We can compare the transactions VM traces here:

(Links are to program counter just before the failing CALL).

Let's consider both transactions in parallel, A will be the successful transaction and B the failed one. The value is the remaining gas at any step.

  1. Contract call: A = 31991, B = 29717.
  2. Before the contract even start, 22680 are consumed. A = 9311, B = 7037.
  3. A number of instructions are performed that have a cumulative cost of 271.
  4. Before the actual transfer CALL, at step 65, we are thus at A = 9040, B = 6766.
  5. At that point B fails because it doesn't have enough gas to perform the CALL instruction, which cost 9040 gas.
  6. After the call though, the 9040 gas haven't been entirely consumed in A: we are back at 2300.
  7. A continues its operations until the last instruction where it sits at 2274.
  8. The unused 2274 are refunded and the total gas consumed is indeed 31991-2274 = 29717.

There are two points that explain the surprising behavior.

  • The cost of a value-transferring CALL is 40 + 9000. (per Yellow Paper appendix G).
  • An amount of 2300 gas is taken from this cost and forwarded to the recipient as gas.

The second point is the key.
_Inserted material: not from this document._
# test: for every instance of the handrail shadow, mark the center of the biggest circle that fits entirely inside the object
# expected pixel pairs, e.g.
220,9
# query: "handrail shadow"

In the context of a contract calling another contract, this so-called stipend is provided as minimal gas to cover operational costs of a basic fallback function. Note that it is also possible to manually forward more gas if it is known that the recipient has larger needs.

In our case, since the recipient account is not a contract, the stipend was refunded. In a sense the CALL operation cost was only 6740 gas but we had to show that we had at least 9040 to cover the case of a contract callee.

In previous versions the entire gas of the caller was forwarded to the callee, but this was open to abuse and the new behavior was put into place.